Re: Another view on analysis and ER



paul c schreef:
mAsterdam wrote:
paul c schreef:
mAsterdam wrote:
paul c schreef:
<Nomme, Ans>
<Name, Years>

are different headings.

Yes. However, having multiple headings in one relation
is not part of RM AFAIK. ...

Who said anything about multiple headings in one relation?

I did. It is the way I labelled:

>>> <Nomme, Ans>
>>> <Name, Years>

... appearantly not something you intended.
Why not - or, better: what are they?

Oh, it was you, was it? Whew, that was a close one.

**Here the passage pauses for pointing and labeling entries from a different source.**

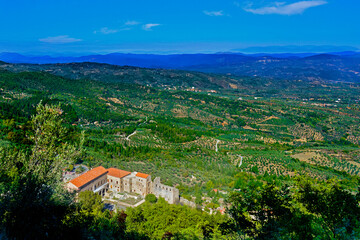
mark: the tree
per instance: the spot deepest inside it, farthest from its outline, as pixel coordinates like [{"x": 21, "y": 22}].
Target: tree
[
  {"x": 33, "y": 200},
  {"x": 90, "y": 201}
]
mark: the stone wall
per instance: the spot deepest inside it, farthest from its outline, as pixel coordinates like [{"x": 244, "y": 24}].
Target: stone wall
[{"x": 170, "y": 194}]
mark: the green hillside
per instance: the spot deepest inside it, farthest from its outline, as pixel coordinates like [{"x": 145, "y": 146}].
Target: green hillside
[{"x": 174, "y": 132}]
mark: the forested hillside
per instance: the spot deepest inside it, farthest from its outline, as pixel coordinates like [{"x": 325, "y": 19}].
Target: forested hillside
[{"x": 265, "y": 142}]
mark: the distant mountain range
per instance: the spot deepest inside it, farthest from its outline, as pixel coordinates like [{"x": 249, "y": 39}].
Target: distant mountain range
[{"x": 336, "y": 66}]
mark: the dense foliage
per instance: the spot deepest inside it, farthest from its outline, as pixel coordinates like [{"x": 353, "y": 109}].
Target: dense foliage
[{"x": 251, "y": 151}]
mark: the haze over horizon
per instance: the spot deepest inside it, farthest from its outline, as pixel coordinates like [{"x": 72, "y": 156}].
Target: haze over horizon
[{"x": 98, "y": 27}]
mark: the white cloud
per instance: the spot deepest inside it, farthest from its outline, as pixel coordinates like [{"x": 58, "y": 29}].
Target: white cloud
[
  {"x": 60, "y": 39},
  {"x": 131, "y": 23},
  {"x": 286, "y": 9},
  {"x": 214, "y": 13},
  {"x": 149, "y": 26}
]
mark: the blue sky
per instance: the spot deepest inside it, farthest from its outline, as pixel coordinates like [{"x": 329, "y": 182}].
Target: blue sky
[{"x": 164, "y": 26}]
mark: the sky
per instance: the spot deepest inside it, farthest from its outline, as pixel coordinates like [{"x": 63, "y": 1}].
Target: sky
[{"x": 66, "y": 27}]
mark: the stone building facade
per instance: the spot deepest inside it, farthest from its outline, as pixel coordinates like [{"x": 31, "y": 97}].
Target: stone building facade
[
  {"x": 94, "y": 180},
  {"x": 170, "y": 194},
  {"x": 100, "y": 180}
]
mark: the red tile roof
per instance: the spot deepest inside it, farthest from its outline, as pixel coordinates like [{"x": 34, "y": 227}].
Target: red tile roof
[
  {"x": 142, "y": 175},
  {"x": 88, "y": 176},
  {"x": 114, "y": 172}
]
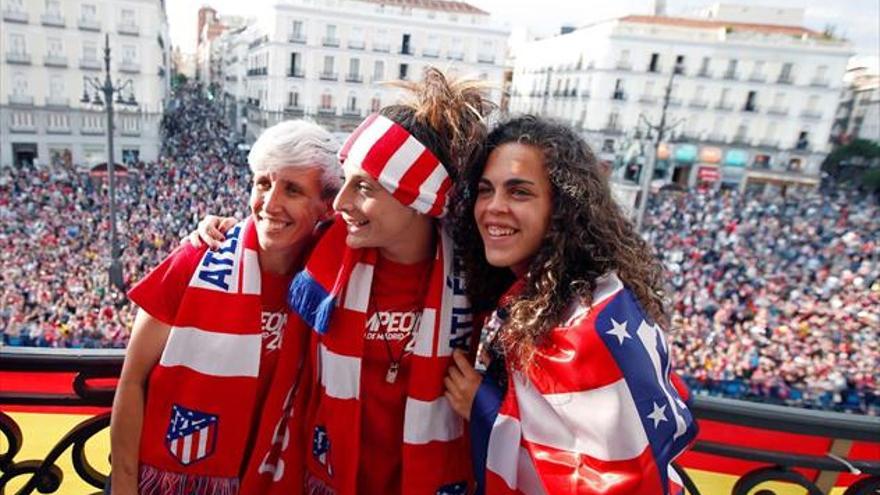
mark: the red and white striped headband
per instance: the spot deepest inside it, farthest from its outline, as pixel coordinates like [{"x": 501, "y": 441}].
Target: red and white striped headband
[{"x": 400, "y": 163}]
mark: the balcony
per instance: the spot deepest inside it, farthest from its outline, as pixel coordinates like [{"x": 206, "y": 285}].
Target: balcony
[
  {"x": 129, "y": 67},
  {"x": 18, "y": 58},
  {"x": 21, "y": 100},
  {"x": 89, "y": 64},
  {"x": 53, "y": 19},
  {"x": 88, "y": 24},
  {"x": 54, "y": 60},
  {"x": 57, "y": 102},
  {"x": 92, "y": 373},
  {"x": 20, "y": 16},
  {"x": 777, "y": 111},
  {"x": 128, "y": 28},
  {"x": 754, "y": 77}
]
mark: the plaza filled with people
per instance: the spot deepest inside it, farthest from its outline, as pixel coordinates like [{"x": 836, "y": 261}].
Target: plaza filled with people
[{"x": 776, "y": 298}]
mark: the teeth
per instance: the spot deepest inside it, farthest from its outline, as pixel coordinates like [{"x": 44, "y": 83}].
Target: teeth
[{"x": 499, "y": 231}]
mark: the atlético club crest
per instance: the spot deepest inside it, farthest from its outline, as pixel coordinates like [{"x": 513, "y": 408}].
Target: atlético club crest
[{"x": 191, "y": 434}]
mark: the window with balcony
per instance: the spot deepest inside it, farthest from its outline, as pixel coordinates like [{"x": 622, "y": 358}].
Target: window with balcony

Maybe I misled with the tilted carets or whatever they're called and should have used braces, also by abbreviating them without type names, which seems common whenever the purpose isn't affected.

Explicit types do not reduce the number of headers.

Anyway, I suppose there might not be anything theoretically wrong with an rdbms that allowed multi-lingual headings, so that the Frenchman could pretend the db was using his lingo and the Englishman his, although they might get up to more hijinks whenever RENAME came into play than those two nationalities ever did in the last 900 years.

If you insist on such a thing, I hope you'll call them some kind of alias as I think there is already more than enough multi-lingual false correctness in the world.

Please do not attribute your invention to me just because
I labelled it.

This seems like a good place to completely re-quote your claim.

No need, the RM already is language-neutral, eg.,

<John,33>
<Johan,33>
<Jaan,33>

are different, not the same.

Same goes for headings:

<Nomme, Ans>
<Name, Years>

are different headings.

I read your example as having multiple headings to one relation -
which is outside the RM as I know it. You prefer to call them aliases?
If so: aliases of what?

As the Mott's Clamato man said, why stop there? Might as well have multi-lingual aliases for relation and relvar names too. What the heck, do similar for values in tuples.

Making the values in tuples language-neutral makes sense if the
people sharing the data do not share a language.

Exposure: Where I live most people have to learn at least
two foreign languages (English and one of French and German).

For a while, the effect might be drastically deleterious for update performance, but eventually an optimization theory might appear. So typical of the IT world to optimize the tool rather than the problem. The DB world being so over-endowed with clarity, I guess adding a good dose of obscurity can't hurt it either!

(Just my not too blunt way of doing my bit and helping us all yet again that explaining analysis and design is harder than doing it.)